JB Charleston triathletes take on military's best

By 2nd Lt. Alexandra Trobe Joint Base Charleston Pulic Affairs

Two members of Joint Base Charleston competed for the Air Force Triathlon team during the Armed Forces Triathlon Championships May 31, at Naval Base Ventura County, Point Mugu Calif.

Capt. Brett King, 17th Airlift Squadron pilot and Capt. Jamie Turner, 315th Airlift wing C-17 pilot, had the honor of representing the Air Force and Joint Base Charleston at the event.

"The water temperature took your breath away; the start was vicious and aggressive," said King. "It was a washing machine effect of fists and kicking to get into position."

And that was just the beginning of the grueling Armed Forces Triathlon competition which pits the top triathletes in the Army, Navy, Air Force and Marine Corps against one another in a 1,500-meter (one-mile) ocean swim, 40-kilometer (24.8-mile) draft-legal bike ride and 10-kilometer (6.2-mile) run.

The first discipline, the swim, was the most challenging aspect of the race due to strong currents and cold water temperatures, said Turner, who played a vital role in the helping the Air Force Women's team defend its title as Armed Forces Triathlon champion.

"I helped a few of my AF teammates mentally push themselves harder than they thought possible during the run and the bike," said Turner. "A huge part of racing is the mental aspect which can easily be affected with pain and racing at your threshold."

For Turner, the finish line was a surreal experience knowing she gave it her all as her time made the difference between the women's first and second place finish.

The Air Force Men's team came in second behind the Navy.

This was King's second year competing at the Armed Forces Triathlon and this year, he was mentally ready for the viciousness of the swim.

"Your placement in the swim is incredibly important because it determines the group you will be riding and running with in the Draft-Legal triathlon format," said King.

King exited the water portion of the competition with a Navy competitor, only 30 seconds behind the lead pack.

They chased each other throughout the bike and transition to the run.

"The bike to run transition was the best part of my race. I came into that transition in 18th place and by the time I finished the race I had moved up to 11th overall," said King.

Leaving everything on the road, King passed three other service members in the last mile of the race. The Air Force team lost to Navy by five points, which translates to only 10 seconds in the scoring system.

Although the competition was fierce, at the end of the day all the service members realize they are all on the same team.

"After the race is over there is this huge sense of camaraderie," said King. "The best part about this competition is that you're surrounded by the same kind of people.

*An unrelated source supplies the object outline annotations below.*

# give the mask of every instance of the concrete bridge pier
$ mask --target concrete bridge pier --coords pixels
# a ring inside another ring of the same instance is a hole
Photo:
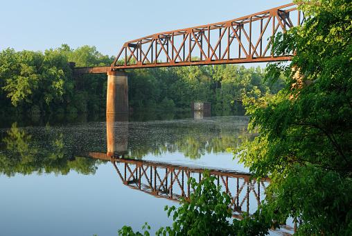
[[[107,115],[107,155],[123,158],[127,153],[128,115]]]
[[[128,83],[127,74],[107,72],[106,115],[128,114]]]

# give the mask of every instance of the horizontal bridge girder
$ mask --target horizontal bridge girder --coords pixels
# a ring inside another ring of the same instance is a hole
[[[156,33],[123,44],[109,67],[75,67],[73,74],[119,69],[290,60],[274,56],[272,37],[303,22],[294,3],[235,19]]]
[[[300,25],[301,15],[290,3],[229,21],[131,40],[123,44],[111,69],[290,60],[293,52],[272,54],[272,37]]]

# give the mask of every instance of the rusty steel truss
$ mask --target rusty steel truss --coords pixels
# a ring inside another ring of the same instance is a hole
[[[156,197],[178,201],[188,199],[194,191],[188,180],[193,177],[197,183],[202,178],[203,169],[148,162],[141,160],[114,158],[103,153],[89,153],[91,158],[110,161],[124,185]],[[269,179],[250,179],[249,174],[210,170],[216,177],[215,183],[231,199],[233,217],[240,219],[244,212],[253,213],[263,199]],[[252,204],[252,205],[250,205]]]
[[[289,60],[274,56],[272,36],[300,25],[294,3],[215,24],[154,34],[125,42],[112,70]]]

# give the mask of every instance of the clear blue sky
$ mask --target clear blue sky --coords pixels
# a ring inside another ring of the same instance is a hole
[[[44,51],[63,43],[116,55],[127,40],[237,18],[290,0],[1,0],[0,50]]]

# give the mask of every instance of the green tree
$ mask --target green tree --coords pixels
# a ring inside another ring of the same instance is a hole
[[[351,1],[304,1],[299,27],[280,34],[274,52],[295,51],[276,96],[247,98],[249,127],[260,135],[236,153],[256,177],[272,182],[261,215],[298,222],[300,235],[352,233],[352,6]],[[254,219],[255,220],[255,219]]]

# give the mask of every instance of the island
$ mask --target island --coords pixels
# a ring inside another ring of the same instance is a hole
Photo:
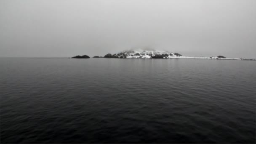
[[[223,56],[214,56],[211,57],[205,56],[183,56],[177,53],[169,52],[165,51],[159,51],[155,50],[145,50],[138,49],[136,50],[130,50],[123,51],[117,53],[112,54],[109,53],[104,57],[98,56],[94,56],[93,58],[134,58],[134,59],[216,59],[216,60],[237,60],[255,61],[255,59],[248,59],[243,58],[229,58]],[[72,58],[87,59],[90,57],[87,55],[82,56],[77,56]]]
[[[87,55],[83,55],[82,56],[76,56],[74,57],[72,57],[71,58],[76,58],[76,59],[88,59],[90,58],[90,56]]]

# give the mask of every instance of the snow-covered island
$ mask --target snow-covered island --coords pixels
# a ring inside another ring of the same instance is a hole
[[[227,59],[239,60],[256,60],[254,59],[243,58],[228,58],[224,56],[219,56],[212,57],[194,57],[182,56],[176,53],[158,50],[128,50],[123,51],[117,53],[108,53],[104,56],[107,58],[141,58],[141,59]]]

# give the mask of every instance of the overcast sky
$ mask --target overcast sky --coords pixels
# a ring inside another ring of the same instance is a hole
[[[256,0],[0,0],[0,57],[144,48],[255,58]]]

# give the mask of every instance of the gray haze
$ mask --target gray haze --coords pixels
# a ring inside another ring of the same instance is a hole
[[[0,1],[0,57],[155,48],[256,58],[256,0]]]

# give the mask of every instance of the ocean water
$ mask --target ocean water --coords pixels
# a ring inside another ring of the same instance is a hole
[[[0,138],[255,143],[256,61],[0,58]]]

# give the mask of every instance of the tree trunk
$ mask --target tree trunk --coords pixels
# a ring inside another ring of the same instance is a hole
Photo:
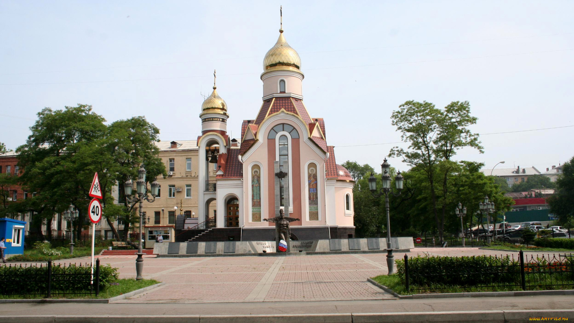
[[[107,221],[108,225],[109,225],[110,228],[111,229],[111,232],[114,233],[114,236],[115,237],[115,241],[121,241],[119,239],[119,233],[118,233],[118,230],[117,230],[115,227],[114,226],[114,222],[110,221],[110,219],[107,218],[106,218],[106,221]]]

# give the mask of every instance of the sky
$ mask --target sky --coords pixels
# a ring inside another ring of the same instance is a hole
[[[239,137],[261,105],[281,5],[305,106],[324,118],[338,163],[378,169],[406,148],[389,143],[408,100],[470,101],[484,153],[456,160],[544,171],[574,155],[574,2],[558,1],[0,0],[0,142],[15,149],[43,107],[77,103],[108,122],[145,116],[162,140],[195,140],[214,69]],[[555,129],[534,130],[545,128]]]

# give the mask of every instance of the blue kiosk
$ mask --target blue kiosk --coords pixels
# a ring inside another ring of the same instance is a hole
[[[26,222],[8,218],[0,218],[0,239],[4,238],[4,257],[24,253],[24,228]]]

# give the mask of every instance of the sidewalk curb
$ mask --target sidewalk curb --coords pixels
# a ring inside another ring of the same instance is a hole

Everyone racing here had to make the same kinds of sacrifices to train while following a calling to serve their country."

For Turner, one of her biggest struggles was finding time to train due to the lack of a predictive work schedule and the added difficulty of two different jobs in two different states.

"I spend 80 percent of my time on the road and am always on the hunt for a pool or spin bike when I am traveling," said Turner.

King faces similar challenges with his training and even brings his triathlon bicycle on trips so he can train in his down time.

"The most rewarding part of the race is when you get to that point of devastating pain and you have to make the decision, either you're a fighter, or you're not," said King.

"Triathlon has become a big part of the balanced life I strive to lead," said Turner. "I enjoy motivating people and helping them realize they have the ability to accomplish almost anything."

For both competitors, it isn't the end of the race but the journey that keeps them motivated.

"It doesn't culminate in the finish line, it's the chase to constantly be better that keeps you driven," said King.

Turner and King are already training for their next races. Turner is looking forward to continuing to represent the Air Force at the Armed Forces Championships and King has set his sights on the Half-Ironman World Championship competition scheduled for Sept. 7, 2014.